Sql Support for Set Operations on sketches

All,
We have a use case where we need to do set operations on sketches stored in druid for a number of dimensions. Since this is not supported out of the box, we use a proxy component to read these out from druid , submit to a spark cluster for do the set operations

[ Front End Tile ] ----> [ Proxy Component ] <—> Fetch Sketches from Druid

Submit a spark job with sketches to compute

Set Operations

Off late we are looking to see if we can speed up this pipeline . One alternative we are exploring is

  1. Try to see if we can achieve the same in druid .
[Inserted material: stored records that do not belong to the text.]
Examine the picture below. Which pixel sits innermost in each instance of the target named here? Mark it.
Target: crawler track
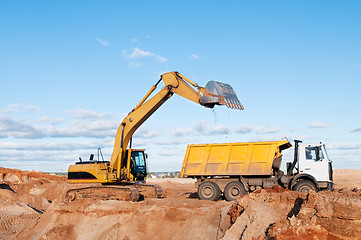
(149, 190)
(121, 193)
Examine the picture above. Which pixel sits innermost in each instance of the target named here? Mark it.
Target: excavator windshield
(138, 165)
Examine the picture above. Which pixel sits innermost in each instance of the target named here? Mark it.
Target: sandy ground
(32, 207)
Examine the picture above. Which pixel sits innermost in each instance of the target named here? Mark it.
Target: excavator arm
(215, 93)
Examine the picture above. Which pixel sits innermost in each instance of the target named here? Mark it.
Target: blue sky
(71, 70)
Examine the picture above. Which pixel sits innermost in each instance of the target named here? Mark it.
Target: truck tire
(209, 191)
(233, 190)
(305, 186)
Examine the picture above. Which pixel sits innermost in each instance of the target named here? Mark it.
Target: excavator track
(103, 193)
(149, 190)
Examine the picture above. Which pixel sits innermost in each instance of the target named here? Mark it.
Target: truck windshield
(312, 152)
(324, 149)
(139, 160)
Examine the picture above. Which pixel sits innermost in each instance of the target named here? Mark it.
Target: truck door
(314, 162)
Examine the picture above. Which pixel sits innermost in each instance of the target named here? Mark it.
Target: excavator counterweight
(217, 93)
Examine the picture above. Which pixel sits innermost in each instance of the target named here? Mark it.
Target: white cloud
(103, 42)
(12, 107)
(201, 128)
(145, 133)
(318, 124)
(134, 64)
(356, 129)
(137, 53)
(88, 114)
(49, 146)
(53, 121)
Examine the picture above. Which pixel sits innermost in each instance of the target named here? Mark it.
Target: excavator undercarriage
(121, 177)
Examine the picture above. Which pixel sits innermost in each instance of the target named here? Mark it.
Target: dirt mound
(24, 197)
(294, 215)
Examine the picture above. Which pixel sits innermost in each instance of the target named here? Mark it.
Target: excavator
(123, 177)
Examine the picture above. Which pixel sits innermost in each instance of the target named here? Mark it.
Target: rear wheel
(209, 191)
(305, 186)
(233, 190)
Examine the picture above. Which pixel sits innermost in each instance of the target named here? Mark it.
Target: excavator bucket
(217, 93)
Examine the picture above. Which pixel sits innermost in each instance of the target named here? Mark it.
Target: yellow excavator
(123, 177)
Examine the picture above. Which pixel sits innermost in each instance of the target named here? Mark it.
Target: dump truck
(123, 177)
(235, 169)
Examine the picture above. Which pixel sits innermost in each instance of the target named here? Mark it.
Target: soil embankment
(32, 207)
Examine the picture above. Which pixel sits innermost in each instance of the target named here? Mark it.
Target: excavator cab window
(138, 158)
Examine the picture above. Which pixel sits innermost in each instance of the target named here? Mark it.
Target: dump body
(233, 159)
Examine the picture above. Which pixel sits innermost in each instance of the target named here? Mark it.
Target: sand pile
(33, 207)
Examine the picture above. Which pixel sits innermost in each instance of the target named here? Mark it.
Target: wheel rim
(234, 191)
(71, 196)
(305, 189)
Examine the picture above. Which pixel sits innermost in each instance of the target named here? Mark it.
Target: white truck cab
(311, 168)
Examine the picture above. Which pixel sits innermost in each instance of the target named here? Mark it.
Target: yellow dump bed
(251, 158)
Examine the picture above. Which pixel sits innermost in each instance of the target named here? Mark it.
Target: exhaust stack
(217, 93)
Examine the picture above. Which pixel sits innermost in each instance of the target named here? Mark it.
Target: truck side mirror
(317, 149)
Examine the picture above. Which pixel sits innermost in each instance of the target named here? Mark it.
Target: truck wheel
(209, 191)
(305, 186)
(233, 190)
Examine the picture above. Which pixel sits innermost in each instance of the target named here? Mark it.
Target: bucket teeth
(221, 94)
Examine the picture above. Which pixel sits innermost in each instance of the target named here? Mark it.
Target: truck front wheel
(209, 191)
(305, 186)
(233, 190)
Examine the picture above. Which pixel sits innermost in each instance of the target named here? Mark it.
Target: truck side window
(311, 153)
(320, 153)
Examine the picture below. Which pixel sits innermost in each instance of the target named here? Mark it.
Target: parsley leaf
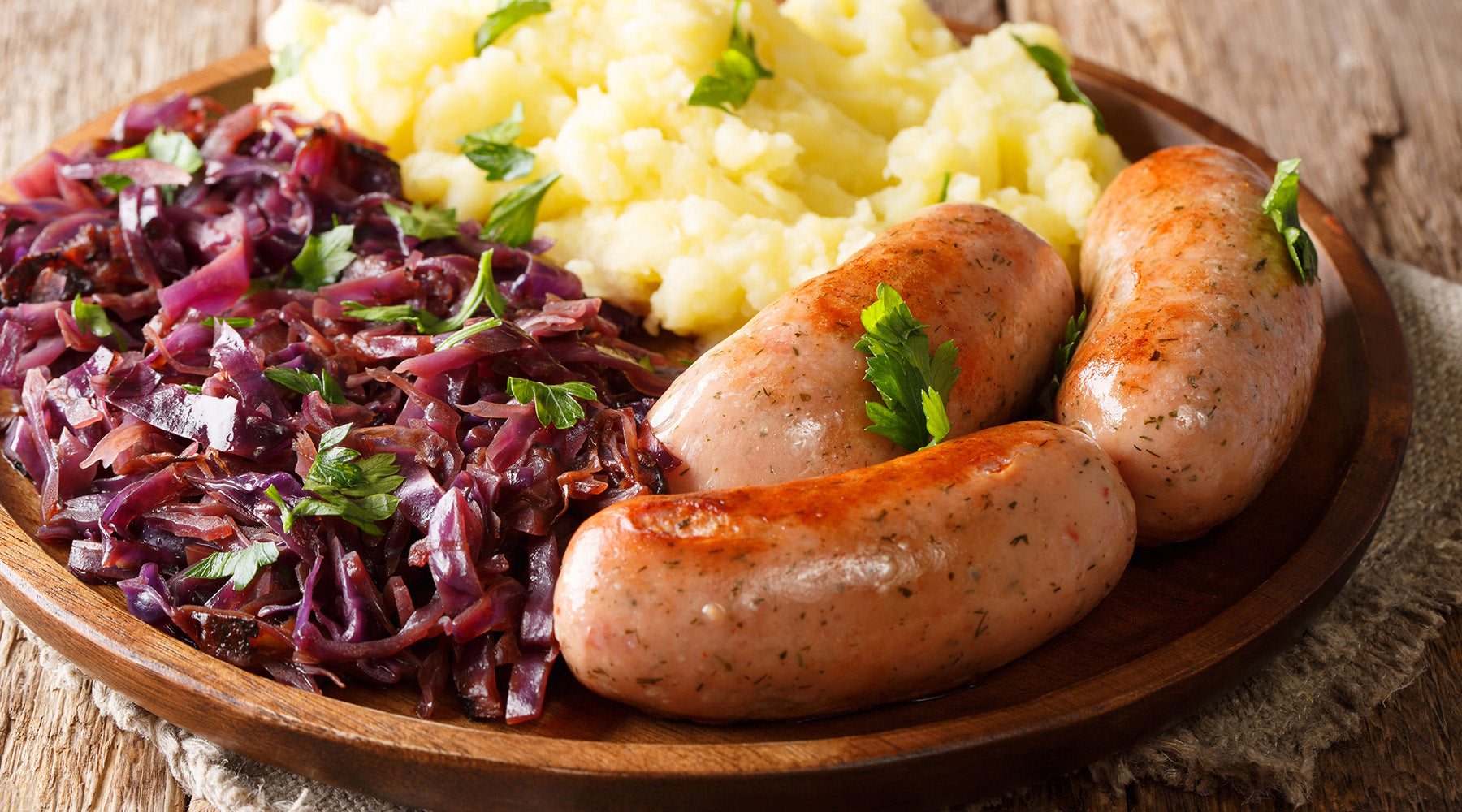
(913, 386)
(160, 145)
(344, 486)
(305, 383)
(288, 62)
(468, 332)
(553, 404)
(493, 151)
(508, 15)
(175, 148)
(323, 257)
(482, 291)
(1282, 206)
(1075, 326)
(240, 565)
(135, 151)
(734, 75)
(94, 320)
(230, 320)
(513, 217)
(423, 222)
(1060, 75)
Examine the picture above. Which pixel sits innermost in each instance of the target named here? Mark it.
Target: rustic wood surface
(1366, 93)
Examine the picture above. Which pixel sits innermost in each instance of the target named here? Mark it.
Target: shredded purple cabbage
(157, 442)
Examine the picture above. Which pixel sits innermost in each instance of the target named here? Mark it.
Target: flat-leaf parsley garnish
(1060, 75)
(94, 320)
(493, 151)
(508, 15)
(305, 383)
(555, 404)
(322, 259)
(427, 325)
(423, 222)
(1282, 206)
(734, 75)
(239, 565)
(515, 215)
(357, 490)
(913, 384)
(1075, 326)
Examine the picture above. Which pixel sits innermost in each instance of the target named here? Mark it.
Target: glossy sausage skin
(1202, 347)
(782, 398)
(826, 594)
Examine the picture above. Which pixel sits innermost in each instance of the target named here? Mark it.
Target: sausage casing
(782, 398)
(826, 594)
(1202, 348)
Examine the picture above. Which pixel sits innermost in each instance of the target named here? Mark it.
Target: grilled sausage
(1202, 348)
(782, 398)
(826, 594)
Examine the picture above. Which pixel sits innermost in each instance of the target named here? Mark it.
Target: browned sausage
(782, 398)
(825, 594)
(1204, 347)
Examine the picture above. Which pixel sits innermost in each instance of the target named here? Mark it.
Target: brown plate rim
(31, 585)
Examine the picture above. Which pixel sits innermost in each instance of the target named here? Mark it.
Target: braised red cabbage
(158, 433)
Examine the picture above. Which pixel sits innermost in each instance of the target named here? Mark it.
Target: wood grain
(58, 751)
(1389, 166)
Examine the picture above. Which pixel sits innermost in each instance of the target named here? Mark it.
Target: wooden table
(1369, 94)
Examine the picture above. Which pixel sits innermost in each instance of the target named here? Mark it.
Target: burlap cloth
(1261, 738)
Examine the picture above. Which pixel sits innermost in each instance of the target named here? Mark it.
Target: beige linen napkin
(1261, 738)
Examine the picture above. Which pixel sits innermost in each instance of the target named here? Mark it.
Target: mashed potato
(689, 214)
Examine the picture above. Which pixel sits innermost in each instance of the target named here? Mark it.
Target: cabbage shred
(158, 361)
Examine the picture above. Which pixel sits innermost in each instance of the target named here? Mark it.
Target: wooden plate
(1184, 624)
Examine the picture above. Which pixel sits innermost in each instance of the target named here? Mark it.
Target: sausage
(860, 587)
(782, 398)
(1202, 347)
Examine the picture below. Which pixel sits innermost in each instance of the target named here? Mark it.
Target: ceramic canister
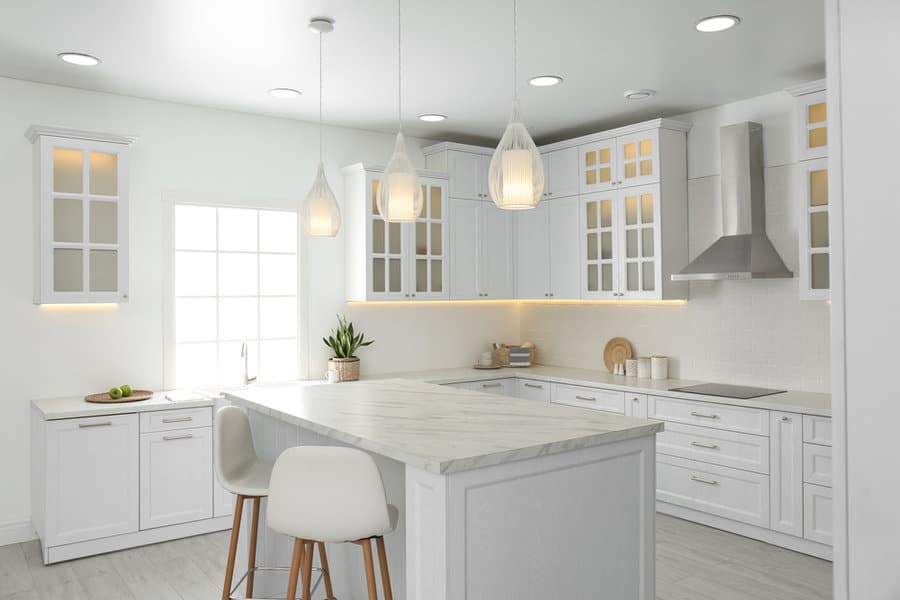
(643, 368)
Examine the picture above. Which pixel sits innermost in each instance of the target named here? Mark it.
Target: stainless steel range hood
(744, 250)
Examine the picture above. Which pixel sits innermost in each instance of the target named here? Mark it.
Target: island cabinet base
(576, 524)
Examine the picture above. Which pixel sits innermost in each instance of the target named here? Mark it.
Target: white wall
(52, 352)
(749, 332)
(868, 92)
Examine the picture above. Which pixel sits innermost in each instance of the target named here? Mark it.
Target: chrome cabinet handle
(706, 481)
(100, 424)
(178, 420)
(702, 445)
(704, 416)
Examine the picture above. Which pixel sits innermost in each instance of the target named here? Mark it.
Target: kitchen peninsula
(498, 498)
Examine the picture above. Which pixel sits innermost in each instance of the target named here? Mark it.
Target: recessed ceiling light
(639, 94)
(79, 58)
(284, 93)
(545, 80)
(717, 23)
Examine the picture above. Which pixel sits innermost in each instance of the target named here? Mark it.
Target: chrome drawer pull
(704, 416)
(702, 445)
(178, 420)
(706, 481)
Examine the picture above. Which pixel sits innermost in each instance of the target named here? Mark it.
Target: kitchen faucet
(247, 379)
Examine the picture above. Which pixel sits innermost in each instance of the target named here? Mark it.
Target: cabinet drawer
(708, 414)
(585, 397)
(729, 493)
(817, 513)
(533, 390)
(817, 464)
(726, 448)
(817, 430)
(182, 418)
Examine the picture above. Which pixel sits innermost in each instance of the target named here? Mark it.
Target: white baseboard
(14, 533)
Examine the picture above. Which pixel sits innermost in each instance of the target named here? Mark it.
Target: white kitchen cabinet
(176, 481)
(481, 263)
(81, 216)
(395, 261)
(786, 442)
(91, 478)
(547, 263)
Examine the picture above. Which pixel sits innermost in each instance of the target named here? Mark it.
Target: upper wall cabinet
(395, 261)
(81, 183)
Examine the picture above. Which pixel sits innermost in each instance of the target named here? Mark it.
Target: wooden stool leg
(382, 564)
(326, 575)
(295, 569)
(370, 568)
(232, 549)
(251, 565)
(307, 569)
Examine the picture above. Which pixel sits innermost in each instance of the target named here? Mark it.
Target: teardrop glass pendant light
(399, 194)
(321, 215)
(516, 174)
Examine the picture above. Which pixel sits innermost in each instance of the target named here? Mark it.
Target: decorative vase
(347, 368)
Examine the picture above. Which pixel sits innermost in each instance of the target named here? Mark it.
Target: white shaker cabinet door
(176, 477)
(92, 478)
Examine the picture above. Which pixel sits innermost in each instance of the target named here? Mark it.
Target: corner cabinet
(395, 261)
(81, 208)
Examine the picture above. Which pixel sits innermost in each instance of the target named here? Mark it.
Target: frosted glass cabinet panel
(82, 207)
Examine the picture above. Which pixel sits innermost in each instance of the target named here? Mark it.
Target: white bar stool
(330, 494)
(242, 473)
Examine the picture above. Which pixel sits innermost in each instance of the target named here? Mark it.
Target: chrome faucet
(244, 354)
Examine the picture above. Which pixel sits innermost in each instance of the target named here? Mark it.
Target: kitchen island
(498, 497)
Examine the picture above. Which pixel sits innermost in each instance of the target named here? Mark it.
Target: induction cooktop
(724, 390)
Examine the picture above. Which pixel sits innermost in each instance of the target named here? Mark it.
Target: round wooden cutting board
(103, 398)
(617, 351)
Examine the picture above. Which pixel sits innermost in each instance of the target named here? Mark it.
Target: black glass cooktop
(723, 390)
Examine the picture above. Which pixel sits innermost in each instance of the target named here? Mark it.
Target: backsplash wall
(745, 332)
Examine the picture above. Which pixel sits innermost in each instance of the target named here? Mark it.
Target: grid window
(235, 283)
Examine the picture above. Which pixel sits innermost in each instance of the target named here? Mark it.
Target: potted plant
(344, 342)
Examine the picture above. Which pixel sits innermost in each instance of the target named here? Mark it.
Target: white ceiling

a. Enhance calcite grammar to add sketches specific grammar , add glue logic to invoke druid internals

We have the following questions for you

  1. Since this sql interface for sketches is a generic ask , is this a item on druid road map

  2. If this is not done for a specific reason , could we please know that reason

-thanks

This patch https://github.com/apache/incubator-druid/pull/8487 was just merged into master, which adds Druid SQL support for the HLL, Theta, and quantiles sketches (set operations are supported). The tuples sketch and some of the newer quantile sketch postaggs aren’t supported yet, they will be added in a later patch.

Does that look useful for your case?

Thanks,

Jon

Hi John
Let me look at the patch and see if it helps us. Thanks for the prompt response

-venkat

I think the changes are in line with what we need. Looks like https://github.com/apache/incubator-druid/releases/tag/druid-0.16.0-incubating

does not have this changes. Can we have a eta as to when the next release candidate will be out. In the meantime, we will try to do a build from the source code

-venkat

Hi Venkat,
Druid 0.17 is slated for either Dec or Jan.

Cheers,

Jad.